What is something that most people don’t yet understanding about voice and the likely trajectory of voice assistants?
I don’t want to sell people short, but one of the things that I often find myself having to explain to people is that speech technology is not yet a solved problem. Real speech technology, like being able to have my phone turned on when I am in a crowd and having it recognize what I am saying, is 20 years away. When Siri came out, people thought that speech was a solved technology problem. Siri was a nice accomplishment. but it gave the folks at Amazon the false impression that it was a solved problem. There was still a lot of work to do. Amazon sunk hundreds of millions of dollars into building the models and solving the problems. It’s not something a startup could have done.

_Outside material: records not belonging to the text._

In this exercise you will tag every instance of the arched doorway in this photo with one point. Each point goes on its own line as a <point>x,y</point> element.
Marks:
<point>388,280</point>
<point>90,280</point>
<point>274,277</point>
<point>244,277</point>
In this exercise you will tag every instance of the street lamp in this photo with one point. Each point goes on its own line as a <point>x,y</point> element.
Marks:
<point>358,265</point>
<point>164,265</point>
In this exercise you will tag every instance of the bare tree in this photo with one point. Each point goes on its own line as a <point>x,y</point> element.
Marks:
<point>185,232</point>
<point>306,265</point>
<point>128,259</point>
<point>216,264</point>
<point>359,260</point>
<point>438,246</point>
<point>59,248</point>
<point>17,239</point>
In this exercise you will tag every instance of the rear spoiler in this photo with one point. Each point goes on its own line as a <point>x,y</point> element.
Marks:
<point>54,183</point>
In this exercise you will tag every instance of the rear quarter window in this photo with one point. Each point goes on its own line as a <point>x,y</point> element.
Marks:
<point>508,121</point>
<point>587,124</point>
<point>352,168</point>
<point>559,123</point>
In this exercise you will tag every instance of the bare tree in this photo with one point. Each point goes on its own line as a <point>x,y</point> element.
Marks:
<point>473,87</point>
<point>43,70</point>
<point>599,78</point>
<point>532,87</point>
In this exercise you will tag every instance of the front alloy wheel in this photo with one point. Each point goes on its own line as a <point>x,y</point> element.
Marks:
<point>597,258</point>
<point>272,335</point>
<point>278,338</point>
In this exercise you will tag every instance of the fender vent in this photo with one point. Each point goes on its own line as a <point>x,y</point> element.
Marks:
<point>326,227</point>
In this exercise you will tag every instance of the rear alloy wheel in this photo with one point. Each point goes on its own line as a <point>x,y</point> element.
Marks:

Someone will come to me and say, “I’d like to put my phone down on a table and at the end of an hour it will have a transcript of an entire meeting, will know the decisions and action items and send those out to the appropriate people.” We are a long way from this.
We still have a lot of problems when people are speaking to people. People accommodate when they are speaking to a computer. When people to speak to people they use word and sentence fragments. They interrupt each other. It’s a messy problem. And, we aren’t very good at that yet. No one has invested in solving those problems. Inferring meaning from these broken, ill-formed questions is also not a solved problem. We can solve them but no one has really thrown the money behind it for a large group of speech experts to collect and annotate the data and address that challenge. We’ve designed the systems so the problem is tractable so we can understand the speech and know what to do with it. We are still a long way from having computers understand speech at the same level that humans do.
What are you going to present at the upcoming Insight Exchange Network Conference AI and Machine Learning 101?
Speech 101. I am going to take people through the basics of the components of a speech recognizer. I will also talk about what the technology is, what’s approachable and what’s still out of reach, and what we need to do to solve those problems and get good performance.